Escolheu-se um caso entre tantos atendidos no contexto da clínica de Enfermagem no CAPSad. A escolha do caso para a elaboração deste escrito aconteceu em virtude de o paciente ter realizado com o pesquisador o acolhimento inicial no serviço, com demanda inicial relacionada ao uso de drogas (álcool e cigarro, neste caso). Além disso, muitas questões foram levantadas ao longo do tratamento, especialmente na relação entre a psicose e o uso da droga. Outro fator importante para essa escolha foram os indícios transferenciais que o paciente dirigia ao pesquisador.

Os atendimentos ocorreram entre 2009 e 2011, no contexto da clínica de Enfermagem em um CAPSad da região metropolitana de Fortaleza, CE. Tiveram regularidade variada, como será visto adiante, mas suficiente para essa construção teórica. Para auxiliar na elaboração deste escrito, recorreu-se a um diário particular com as anotações feitas após as consultas.

Este trabalho faz parte de uma pesquisa maior intitulada "Clínica do sujeito e psicanálise: pensando novas estratégias de intervenção em saúde mental", aprovada pelo Comitê de Ética e Pesquisa da Universidade Estadual do Ceará. Protocolo nº10340285-3.

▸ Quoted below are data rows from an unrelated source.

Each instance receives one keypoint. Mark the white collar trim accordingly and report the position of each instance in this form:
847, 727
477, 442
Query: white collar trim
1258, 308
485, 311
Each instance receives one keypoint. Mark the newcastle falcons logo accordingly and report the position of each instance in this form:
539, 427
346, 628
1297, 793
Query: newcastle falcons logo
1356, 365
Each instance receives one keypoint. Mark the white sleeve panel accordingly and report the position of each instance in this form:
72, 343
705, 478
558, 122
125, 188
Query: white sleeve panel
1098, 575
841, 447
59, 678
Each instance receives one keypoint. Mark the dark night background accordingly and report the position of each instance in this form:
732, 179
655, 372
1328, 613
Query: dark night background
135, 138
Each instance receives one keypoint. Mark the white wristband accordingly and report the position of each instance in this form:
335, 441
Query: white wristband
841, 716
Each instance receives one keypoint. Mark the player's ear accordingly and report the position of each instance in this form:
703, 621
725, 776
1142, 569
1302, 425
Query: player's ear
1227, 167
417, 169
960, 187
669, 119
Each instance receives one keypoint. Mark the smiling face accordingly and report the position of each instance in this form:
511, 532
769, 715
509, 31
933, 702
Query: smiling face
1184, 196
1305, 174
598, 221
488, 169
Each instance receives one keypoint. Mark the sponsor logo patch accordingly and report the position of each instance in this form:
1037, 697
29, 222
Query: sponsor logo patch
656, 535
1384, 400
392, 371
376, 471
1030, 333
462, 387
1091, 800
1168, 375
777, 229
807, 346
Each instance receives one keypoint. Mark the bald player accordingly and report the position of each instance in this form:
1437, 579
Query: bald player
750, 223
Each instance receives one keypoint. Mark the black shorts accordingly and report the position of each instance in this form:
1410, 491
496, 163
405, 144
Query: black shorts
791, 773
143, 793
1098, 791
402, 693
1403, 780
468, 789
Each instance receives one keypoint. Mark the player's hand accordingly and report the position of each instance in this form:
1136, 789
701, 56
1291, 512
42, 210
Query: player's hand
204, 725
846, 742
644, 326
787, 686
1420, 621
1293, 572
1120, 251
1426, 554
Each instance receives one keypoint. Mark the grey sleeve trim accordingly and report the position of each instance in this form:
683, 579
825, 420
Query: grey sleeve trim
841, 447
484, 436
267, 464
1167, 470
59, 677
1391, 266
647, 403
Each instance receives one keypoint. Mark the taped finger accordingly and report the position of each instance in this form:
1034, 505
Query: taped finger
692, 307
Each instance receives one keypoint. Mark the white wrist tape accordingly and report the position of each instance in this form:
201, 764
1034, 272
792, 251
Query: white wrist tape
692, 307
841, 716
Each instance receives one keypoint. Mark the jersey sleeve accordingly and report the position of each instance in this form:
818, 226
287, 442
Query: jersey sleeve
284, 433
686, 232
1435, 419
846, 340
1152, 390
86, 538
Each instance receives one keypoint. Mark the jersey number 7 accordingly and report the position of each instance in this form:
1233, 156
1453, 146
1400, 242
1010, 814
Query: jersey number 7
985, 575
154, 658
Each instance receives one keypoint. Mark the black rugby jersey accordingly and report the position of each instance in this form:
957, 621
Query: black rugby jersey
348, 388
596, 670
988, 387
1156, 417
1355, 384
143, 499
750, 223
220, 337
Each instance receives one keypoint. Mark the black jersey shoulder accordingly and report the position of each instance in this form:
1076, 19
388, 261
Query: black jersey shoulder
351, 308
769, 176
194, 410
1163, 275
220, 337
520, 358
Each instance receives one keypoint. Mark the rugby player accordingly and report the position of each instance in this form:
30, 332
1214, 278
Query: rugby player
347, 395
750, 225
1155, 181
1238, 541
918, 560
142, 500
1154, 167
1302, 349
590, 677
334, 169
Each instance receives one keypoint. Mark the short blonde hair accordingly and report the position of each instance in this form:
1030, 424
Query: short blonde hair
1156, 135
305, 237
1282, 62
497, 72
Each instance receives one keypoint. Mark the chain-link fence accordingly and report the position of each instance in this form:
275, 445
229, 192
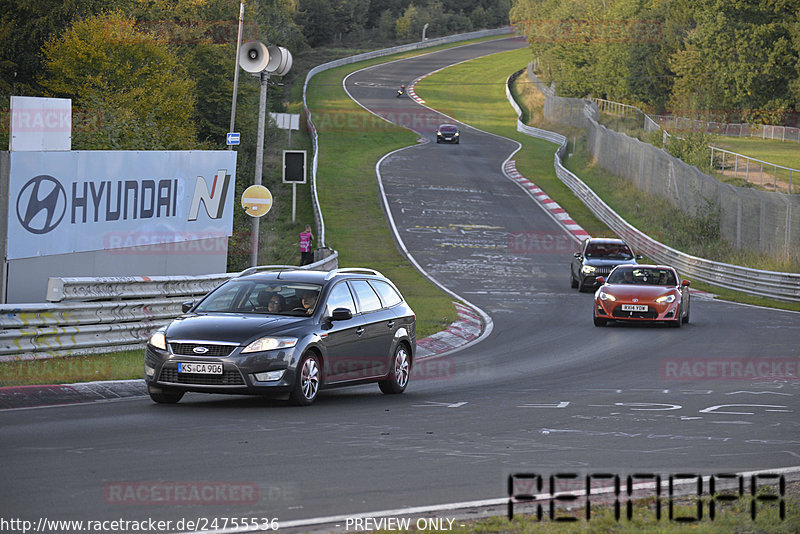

É importante lembrar que a pesquisa mantém preservadas a história e a identidade do próprio sujeito (que aqui será tratado por Raul), atendendo-se a certos conteúdos, determinadas cenas do caso clínico, aquelas que mantêm relação com o tema da investigação. Essa construção aconteceu pela produção compartilhada entre analista e analisante, tendo como técnica a livre associação, valorizando as rupturas no discurso, reveladoras do inconsciente desse último(7).

 

Caso Clínico: o "Maluco Beleza"

A escrita do pathos-doença

O primeiro contato com Raul aconteceu durante um baile de carnaval, promovido pelo serviço do CAPSad, para os pacientes e familiares. Já no final da festa, quando estava fazendo os últimos agradecimentos no microfone, uma figura cambaleante, com roupas sujas, sinais de embriaguês, aproximou-se e pediu para ler algumas poesias suas no microfone. Perguntado pelo seu nome ele respondeu: "Raul Seixas: o Maluco Beleza".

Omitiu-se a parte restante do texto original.